The fastest way to learn decision making is to watch a method work on a real choice. Below are four examples — at work, in business, in everyday life and under pressure — each using a named model. Try the method before you reveal the working.
You must choose between three job candidates who all interviewed well. Gut feeling points different ways on different days.
Show the worked decision
Agree the criteria and weights before scoring — say skills (×3), experience (×2) and team fit (×2). Score each candidate out of 5, multiply, and total. The numbers rarely "decide" alone, but they expose what you actually value and stop the loudest impression from winning. If two tie, the criterion you weight highest breaks it.
Launch a new product now (risky) or run another month of testing (slower)? Both have upsides.
Show the worked decision
Estimate outcomes and their probabilities. Launching now: 60% chance of £100k, 40% chance of −£40k → expected value 0.6×100 + 0.4×(−40) = £44k. Testing first costs a month but lifts the success chance to 80%: 0.8×100 + 0.2×(−40) = £72k, minus the delay cost.

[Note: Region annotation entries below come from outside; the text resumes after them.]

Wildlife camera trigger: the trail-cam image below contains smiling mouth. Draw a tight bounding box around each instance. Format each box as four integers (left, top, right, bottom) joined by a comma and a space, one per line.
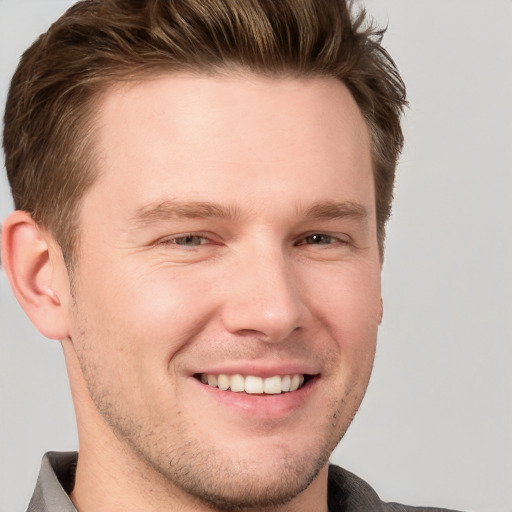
195, 373, 313, 395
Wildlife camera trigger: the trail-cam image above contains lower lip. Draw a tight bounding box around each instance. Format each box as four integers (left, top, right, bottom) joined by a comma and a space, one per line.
193, 377, 318, 419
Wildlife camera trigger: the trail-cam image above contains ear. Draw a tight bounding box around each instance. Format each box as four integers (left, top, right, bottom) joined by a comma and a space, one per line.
2, 210, 70, 340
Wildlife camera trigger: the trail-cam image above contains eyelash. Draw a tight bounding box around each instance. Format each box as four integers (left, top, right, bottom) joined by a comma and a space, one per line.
159, 232, 349, 248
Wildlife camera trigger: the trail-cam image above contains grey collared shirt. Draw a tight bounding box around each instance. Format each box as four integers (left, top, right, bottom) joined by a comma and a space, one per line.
27, 452, 462, 512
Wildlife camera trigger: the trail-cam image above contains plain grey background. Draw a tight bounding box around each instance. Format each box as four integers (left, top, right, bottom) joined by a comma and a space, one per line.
0, 0, 512, 512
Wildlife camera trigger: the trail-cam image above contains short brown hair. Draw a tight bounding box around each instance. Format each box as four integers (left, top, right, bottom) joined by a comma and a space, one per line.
3, 0, 406, 262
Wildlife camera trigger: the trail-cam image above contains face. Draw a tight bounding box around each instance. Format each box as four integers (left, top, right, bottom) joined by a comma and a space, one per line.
70, 74, 380, 507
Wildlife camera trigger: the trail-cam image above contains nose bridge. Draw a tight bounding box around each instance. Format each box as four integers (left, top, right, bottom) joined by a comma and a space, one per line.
223, 240, 303, 343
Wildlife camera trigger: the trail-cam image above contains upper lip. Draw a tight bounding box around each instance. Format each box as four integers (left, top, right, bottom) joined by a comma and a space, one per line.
192, 361, 320, 378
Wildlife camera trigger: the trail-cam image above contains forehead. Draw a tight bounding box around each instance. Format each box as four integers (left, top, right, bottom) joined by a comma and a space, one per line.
86, 73, 373, 222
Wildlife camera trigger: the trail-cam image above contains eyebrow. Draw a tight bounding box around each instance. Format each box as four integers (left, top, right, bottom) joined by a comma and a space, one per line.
132, 201, 240, 225
132, 200, 368, 226
305, 201, 368, 220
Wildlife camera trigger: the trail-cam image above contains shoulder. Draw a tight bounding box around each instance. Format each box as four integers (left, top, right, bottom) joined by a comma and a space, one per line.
328, 465, 464, 512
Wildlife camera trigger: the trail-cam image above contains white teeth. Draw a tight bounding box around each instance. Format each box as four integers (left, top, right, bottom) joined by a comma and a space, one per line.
231, 374, 245, 393
217, 373, 229, 391
290, 375, 300, 391
245, 375, 263, 394
263, 376, 282, 395
199, 373, 304, 395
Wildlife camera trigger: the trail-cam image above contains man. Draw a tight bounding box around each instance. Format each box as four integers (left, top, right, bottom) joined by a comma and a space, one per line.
2, 0, 462, 512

Expected value turns "it feels risky" into a number you can compare — though you still sanity-check the estimates.
Take a new job with higher pay but a longer commute, or stay where you are?
Show the worked decision
List the factors and weight them by how much they matter to you — pay, commute, growth, security, day-to-day enjoyment. A long commute that you weight heavily can outweigh a pay rise you weight lightly. Writing it down stops a single shiny factor (the salary) from dominating a choice that affects your whole week.
An experienced shift lead must respond to a sudden equipment fault with no time to analyse options.
Show the worked decision
They don't build a decision matrix — they recognise the pattern from past faults, mentally run the obvious action ("isolate, switch to the backup line"), and act because the simulation looks fine. This is how experts really decide under time pressure; the skill is in the experience that makes the pattern recognisable.
The pattern behind every example
Notice the shape: make the criteria explicit, weigh the options against them, decide, and review. That discipline — and the reasoning underneath — is what the critical thinking test measures. For the full toolkit, see decision-making models and the decision-making process.
Frequently asked questions
What is an example of a good decision-making process?
Choosing a new supplier: list the options, agree the criteria (price, reliability, lead time) and their weights, score each supplier, total the weighted scores, and pick the highest — then review after a trial. This page works that and other examples in full.
What is an everyday example of decision making?
Deciding whether to take a new job: weighing pay, commute, growth and security against explicit criteria rather than going on a single factor. The same decision-matrix method scales from everyday to business choices.
How do you show decision making in an interview?
Describe a real decision using the method: the options you had, the criteria you used, how you weighed them, what you chose, and the result. Clear, criteria-based reasoning is what interviewers want to hear.